The benefits of a personal relationship with Trump are clear in the case of the Turkish president, but the US president also has reasons to maintain relations with Erdogan. The analyst Steven Cook writes about this in his article on the Foreign Policy.
“The full-throated American endorsement of Turkey’s Syria policy may have been in and of itself worth the visit for Erdogan, but he also received a commitment from five Republican senators who joined the Turkish president and Trump in the Oval Office that the Senate would not recognize the Armenian genocide. The same evening, Sen. Lindsey Graham, alternately an advocate for and critic of Turkey, dutifully blocked consideration of the legislation.”
According to him, despite a pile of questions, including the vote in the House of Representatives on the resolution on the Armenian Genocide recognition and the approval of sanctions against Ankara for its invasion of Syria, this meeting was a disappointment for all participants.

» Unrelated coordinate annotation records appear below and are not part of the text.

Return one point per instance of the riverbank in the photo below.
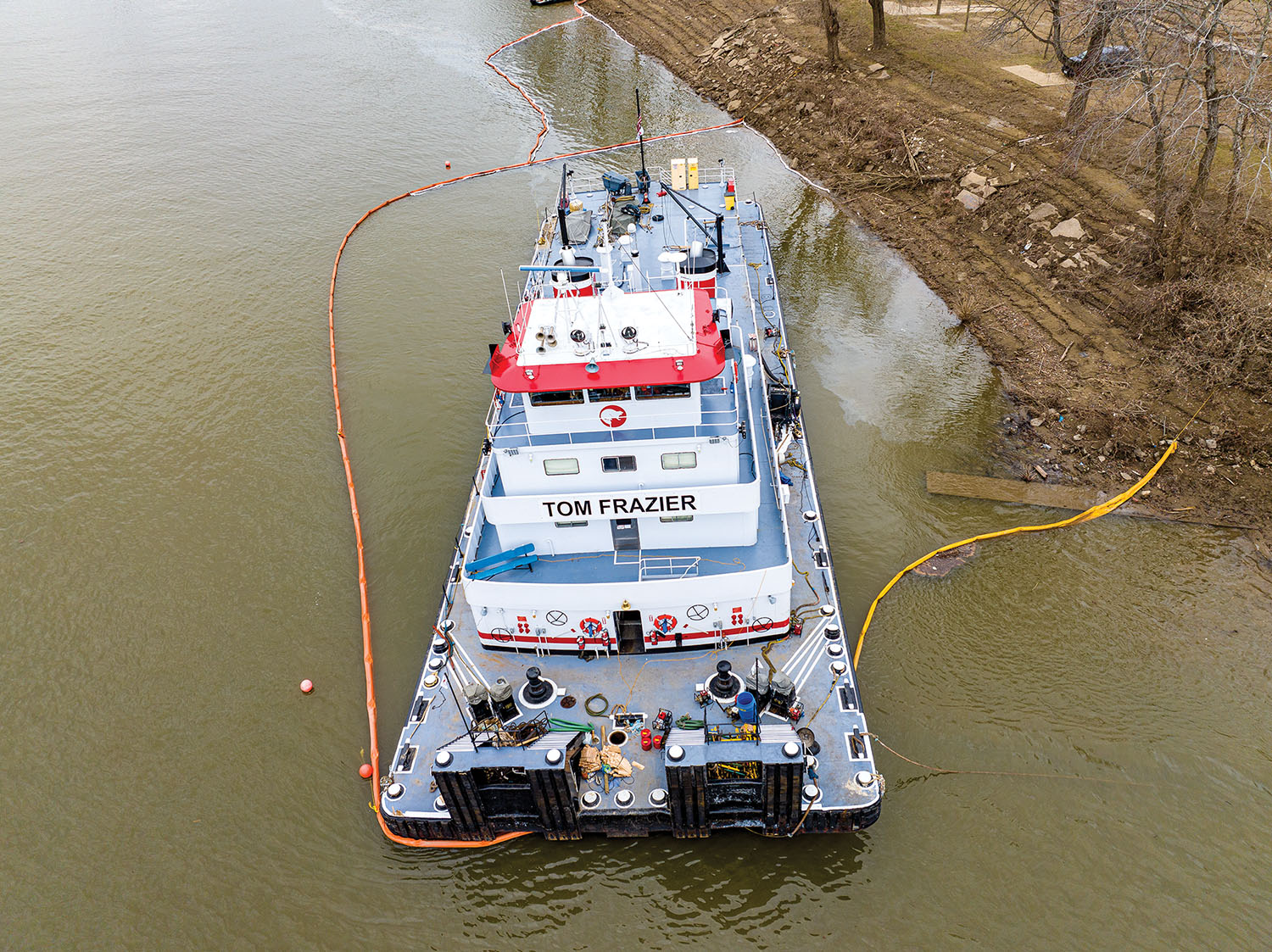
(911, 136)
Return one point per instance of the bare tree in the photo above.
(1102, 23)
(831, 22)
(1253, 109)
(880, 33)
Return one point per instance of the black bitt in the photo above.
(537, 690)
(722, 684)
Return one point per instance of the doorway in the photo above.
(626, 534)
(631, 633)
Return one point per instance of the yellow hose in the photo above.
(1093, 512)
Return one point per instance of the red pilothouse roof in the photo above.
(611, 359)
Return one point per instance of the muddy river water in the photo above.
(178, 554)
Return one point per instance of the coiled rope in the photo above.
(368, 659)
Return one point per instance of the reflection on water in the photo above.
(177, 178)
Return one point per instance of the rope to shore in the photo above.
(368, 656)
(879, 740)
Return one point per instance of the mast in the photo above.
(562, 208)
(643, 175)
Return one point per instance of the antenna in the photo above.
(562, 206)
(643, 175)
(506, 299)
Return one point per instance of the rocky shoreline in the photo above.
(1035, 261)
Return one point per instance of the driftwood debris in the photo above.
(1063, 497)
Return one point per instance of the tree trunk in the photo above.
(1160, 198)
(1211, 86)
(880, 33)
(1091, 65)
(1234, 181)
(1056, 43)
(831, 22)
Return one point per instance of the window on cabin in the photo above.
(608, 394)
(663, 392)
(567, 465)
(617, 465)
(556, 398)
(679, 460)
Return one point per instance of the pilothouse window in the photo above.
(679, 460)
(608, 394)
(567, 465)
(661, 393)
(617, 465)
(556, 398)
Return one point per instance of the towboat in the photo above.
(640, 628)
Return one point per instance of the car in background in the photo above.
(1114, 61)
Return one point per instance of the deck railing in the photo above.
(669, 567)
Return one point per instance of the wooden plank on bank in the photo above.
(1063, 497)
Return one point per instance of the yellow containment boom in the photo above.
(1102, 509)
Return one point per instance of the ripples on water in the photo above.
(177, 178)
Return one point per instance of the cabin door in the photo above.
(631, 633)
(626, 534)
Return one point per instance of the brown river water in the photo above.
(178, 554)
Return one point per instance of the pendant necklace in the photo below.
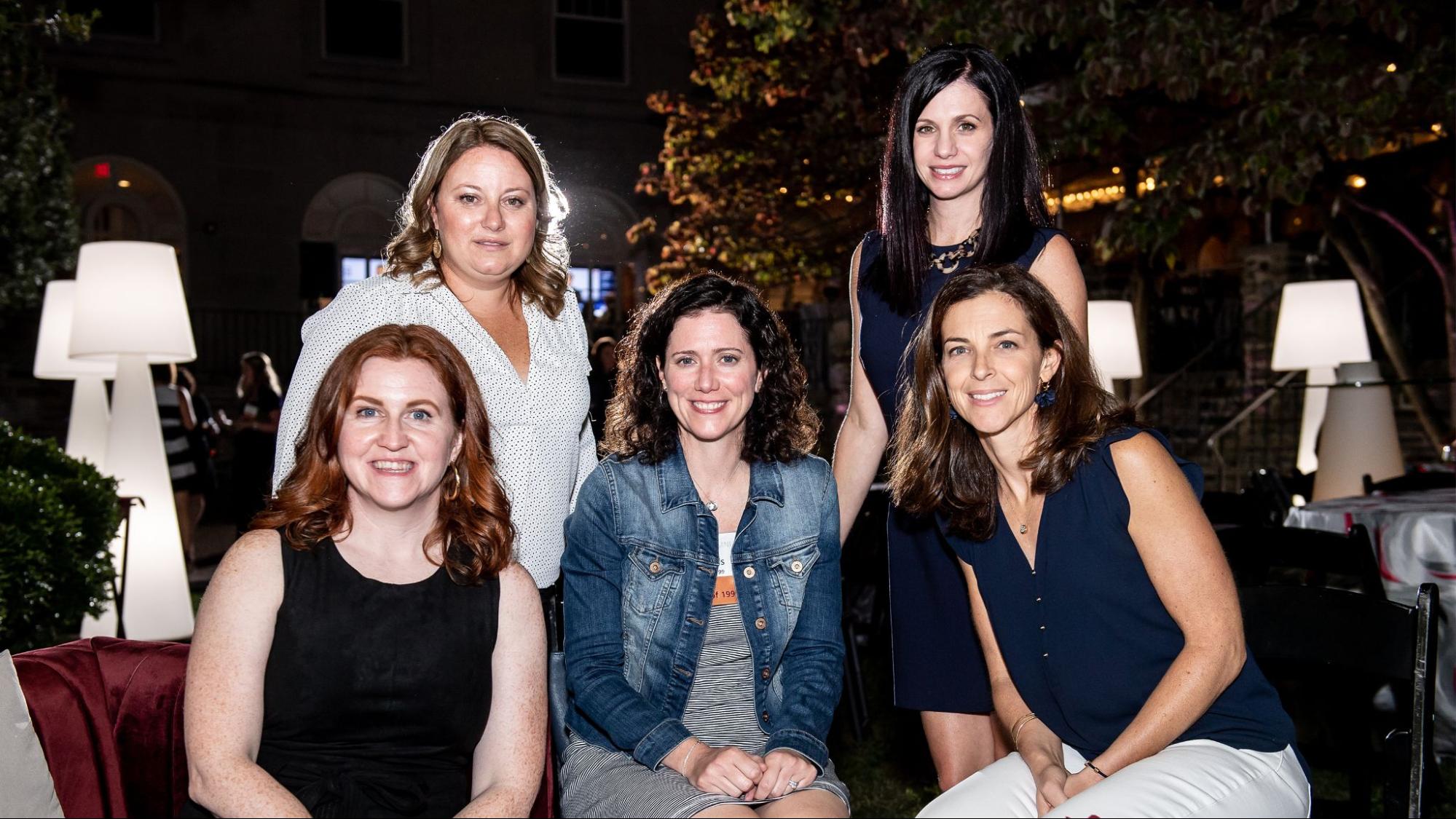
(948, 261)
(709, 502)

He notes that as a result of the meeting, Trump secured the release of Serkan Golge, an American scientist of Turkish origin, and Erdogan, in turn, received US support for Syrian politics and got Trump’s words that Turkey is fighting terrorism.
“So all in all, not much has changed: The S-400, F-35, and Gulen continue to divide the two countries, and Trump approves of Turkey’s invasion of Syria. How is this different from Nov. 12, the day before the meeting? It isn’t—at least on the substance,” he said.

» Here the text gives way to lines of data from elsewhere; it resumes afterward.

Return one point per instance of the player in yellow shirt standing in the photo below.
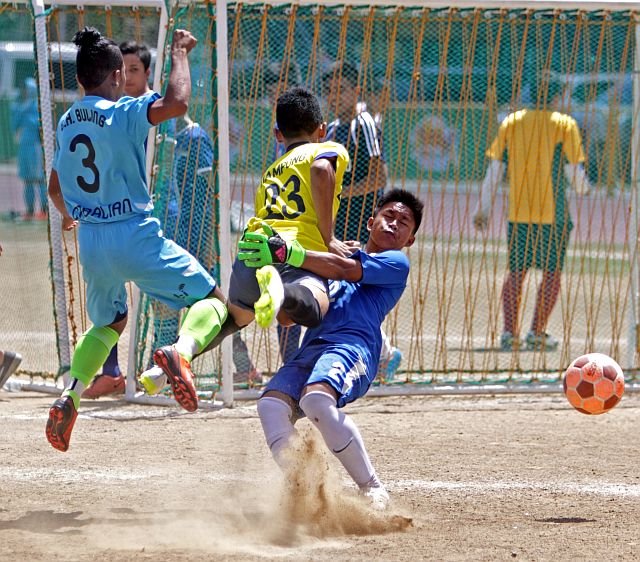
(298, 197)
(543, 149)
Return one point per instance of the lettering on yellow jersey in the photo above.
(277, 170)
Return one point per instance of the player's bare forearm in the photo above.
(175, 102)
(332, 266)
(323, 183)
(55, 194)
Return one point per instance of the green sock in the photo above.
(203, 320)
(91, 352)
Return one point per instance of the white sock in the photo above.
(341, 435)
(385, 350)
(275, 417)
(187, 347)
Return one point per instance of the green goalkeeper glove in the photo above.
(257, 249)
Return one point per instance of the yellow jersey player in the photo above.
(538, 144)
(298, 196)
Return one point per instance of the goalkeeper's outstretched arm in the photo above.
(488, 190)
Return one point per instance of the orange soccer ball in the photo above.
(593, 383)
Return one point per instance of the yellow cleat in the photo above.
(271, 296)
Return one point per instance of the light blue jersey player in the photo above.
(98, 183)
(338, 360)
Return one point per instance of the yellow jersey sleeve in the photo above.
(284, 198)
(571, 141)
(499, 144)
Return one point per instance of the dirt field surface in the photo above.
(480, 478)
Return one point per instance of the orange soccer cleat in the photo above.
(62, 416)
(178, 371)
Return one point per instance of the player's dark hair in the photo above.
(406, 198)
(342, 71)
(543, 92)
(97, 57)
(298, 111)
(140, 50)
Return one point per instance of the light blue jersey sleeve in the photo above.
(133, 112)
(386, 269)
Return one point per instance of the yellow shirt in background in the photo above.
(531, 138)
(284, 199)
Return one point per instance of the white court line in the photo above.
(58, 474)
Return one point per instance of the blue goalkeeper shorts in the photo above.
(345, 368)
(135, 250)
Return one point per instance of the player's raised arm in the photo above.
(175, 102)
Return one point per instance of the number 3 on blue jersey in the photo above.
(88, 162)
(277, 200)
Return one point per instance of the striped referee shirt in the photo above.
(361, 137)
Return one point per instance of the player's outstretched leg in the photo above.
(271, 295)
(201, 324)
(178, 371)
(90, 353)
(342, 437)
(62, 417)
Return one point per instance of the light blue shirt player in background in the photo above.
(98, 183)
(338, 360)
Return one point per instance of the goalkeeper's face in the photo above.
(392, 228)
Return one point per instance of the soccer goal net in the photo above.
(436, 83)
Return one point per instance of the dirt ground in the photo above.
(481, 478)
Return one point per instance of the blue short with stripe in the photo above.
(135, 250)
(348, 371)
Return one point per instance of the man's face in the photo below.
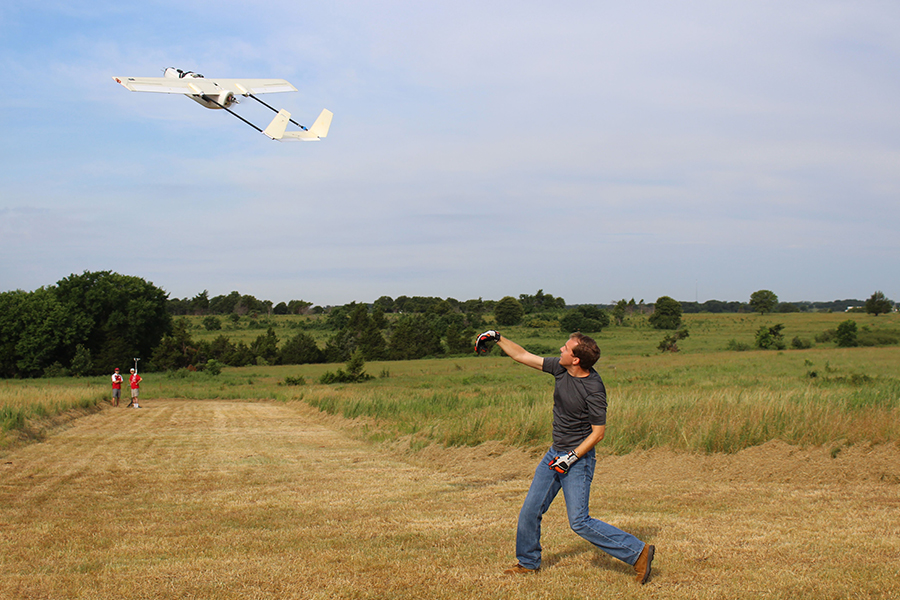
(566, 358)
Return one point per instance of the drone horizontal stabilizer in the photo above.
(276, 128)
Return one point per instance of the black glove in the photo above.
(562, 464)
(481, 346)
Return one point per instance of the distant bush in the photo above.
(770, 338)
(213, 367)
(355, 372)
(866, 337)
(737, 346)
(826, 336)
(846, 334)
(799, 343)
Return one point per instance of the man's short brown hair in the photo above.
(587, 351)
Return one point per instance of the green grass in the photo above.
(702, 399)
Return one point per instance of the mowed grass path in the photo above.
(228, 499)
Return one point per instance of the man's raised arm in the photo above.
(512, 349)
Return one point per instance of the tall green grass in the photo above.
(703, 399)
(24, 404)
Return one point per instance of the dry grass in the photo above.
(221, 500)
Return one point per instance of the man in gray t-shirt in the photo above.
(579, 423)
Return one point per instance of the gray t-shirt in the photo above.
(578, 403)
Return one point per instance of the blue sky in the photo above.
(595, 150)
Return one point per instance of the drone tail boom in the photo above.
(319, 129)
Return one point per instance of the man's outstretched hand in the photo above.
(481, 344)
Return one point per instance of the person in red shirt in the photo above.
(135, 388)
(117, 387)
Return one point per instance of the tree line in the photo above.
(86, 324)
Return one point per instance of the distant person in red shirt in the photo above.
(135, 388)
(117, 387)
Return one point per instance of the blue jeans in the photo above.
(576, 487)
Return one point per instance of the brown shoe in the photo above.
(642, 566)
(520, 570)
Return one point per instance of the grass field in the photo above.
(245, 500)
(702, 399)
(753, 478)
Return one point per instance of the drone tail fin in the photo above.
(276, 128)
(319, 129)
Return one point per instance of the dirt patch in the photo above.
(773, 462)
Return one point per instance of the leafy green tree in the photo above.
(199, 304)
(126, 316)
(37, 331)
(298, 307)
(224, 305)
(770, 338)
(414, 337)
(763, 301)
(82, 363)
(585, 318)
(878, 304)
(176, 350)
(221, 349)
(666, 313)
(620, 311)
(355, 372)
(670, 342)
(300, 350)
(459, 341)
(266, 347)
(508, 311)
(846, 334)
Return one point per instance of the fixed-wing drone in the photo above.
(222, 93)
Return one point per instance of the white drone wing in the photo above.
(319, 129)
(202, 85)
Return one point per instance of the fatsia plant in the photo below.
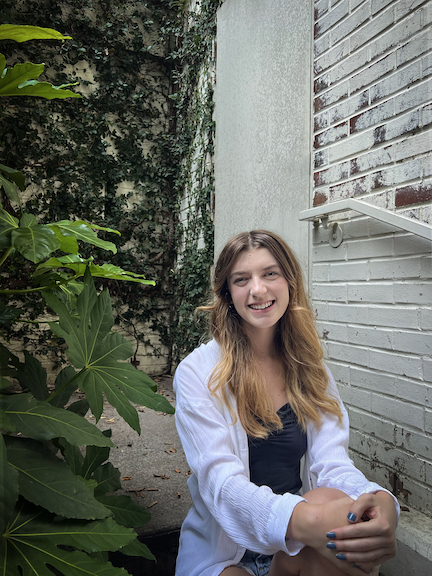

Cook writes that some analysts point to the influence of the Turkish leader on Trump. According to some rumors, Trump's respect for Erdogan is related to his business interests in Turkey. Others suspect that the president was convinced that Turkey could provide assistance on the Iranian issue.

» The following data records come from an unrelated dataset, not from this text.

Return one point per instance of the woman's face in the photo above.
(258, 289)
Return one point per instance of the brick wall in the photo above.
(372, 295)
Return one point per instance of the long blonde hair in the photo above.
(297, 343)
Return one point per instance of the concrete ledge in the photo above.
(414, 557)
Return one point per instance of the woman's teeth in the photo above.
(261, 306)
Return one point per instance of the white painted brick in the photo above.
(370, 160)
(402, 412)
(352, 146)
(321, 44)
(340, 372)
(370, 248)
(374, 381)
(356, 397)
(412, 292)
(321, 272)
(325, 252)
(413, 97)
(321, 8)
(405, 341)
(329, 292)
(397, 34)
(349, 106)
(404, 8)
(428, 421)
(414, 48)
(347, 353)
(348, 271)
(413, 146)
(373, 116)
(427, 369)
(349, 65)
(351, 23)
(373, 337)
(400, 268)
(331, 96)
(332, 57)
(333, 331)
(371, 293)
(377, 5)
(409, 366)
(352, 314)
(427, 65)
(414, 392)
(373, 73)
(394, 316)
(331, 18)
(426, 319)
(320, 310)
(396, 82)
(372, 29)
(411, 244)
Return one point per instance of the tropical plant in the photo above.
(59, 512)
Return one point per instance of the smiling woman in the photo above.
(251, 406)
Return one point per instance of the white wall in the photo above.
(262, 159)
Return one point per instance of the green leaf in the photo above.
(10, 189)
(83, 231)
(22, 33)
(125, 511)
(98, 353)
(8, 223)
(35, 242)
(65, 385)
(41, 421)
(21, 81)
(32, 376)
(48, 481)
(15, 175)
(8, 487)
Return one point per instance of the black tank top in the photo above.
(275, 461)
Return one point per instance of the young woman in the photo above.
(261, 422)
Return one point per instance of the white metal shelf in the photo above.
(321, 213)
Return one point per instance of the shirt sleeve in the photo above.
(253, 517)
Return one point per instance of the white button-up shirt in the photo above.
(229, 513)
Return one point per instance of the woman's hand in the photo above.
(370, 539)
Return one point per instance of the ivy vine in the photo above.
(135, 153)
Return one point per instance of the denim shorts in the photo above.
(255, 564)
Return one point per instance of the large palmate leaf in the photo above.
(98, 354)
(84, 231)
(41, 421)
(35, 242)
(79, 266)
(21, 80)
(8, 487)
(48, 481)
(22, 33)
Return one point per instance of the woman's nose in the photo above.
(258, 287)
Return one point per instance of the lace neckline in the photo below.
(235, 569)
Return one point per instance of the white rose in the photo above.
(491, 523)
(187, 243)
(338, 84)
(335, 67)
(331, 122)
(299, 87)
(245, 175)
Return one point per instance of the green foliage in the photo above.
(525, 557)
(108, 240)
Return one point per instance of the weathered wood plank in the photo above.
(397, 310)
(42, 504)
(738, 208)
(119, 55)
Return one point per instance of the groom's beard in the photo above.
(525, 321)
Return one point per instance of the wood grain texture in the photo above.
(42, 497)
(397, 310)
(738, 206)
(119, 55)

“Trump is facing impeachment and reelection. He famously campaigned on getting out of the Middle East. Erdogan’s invasion of Syria has effectively relieved the United States of responsibility for northeastern Syria. That is a political win for Trump, who declared that Turkey’s military action, and the simultaneous U.S. redeployment, was ending the so-called “forever wars,” an issue popular well beyond the president’s core supporters. That alone makes it worthwhile hosting his pal Erdogan at the White House,” he said.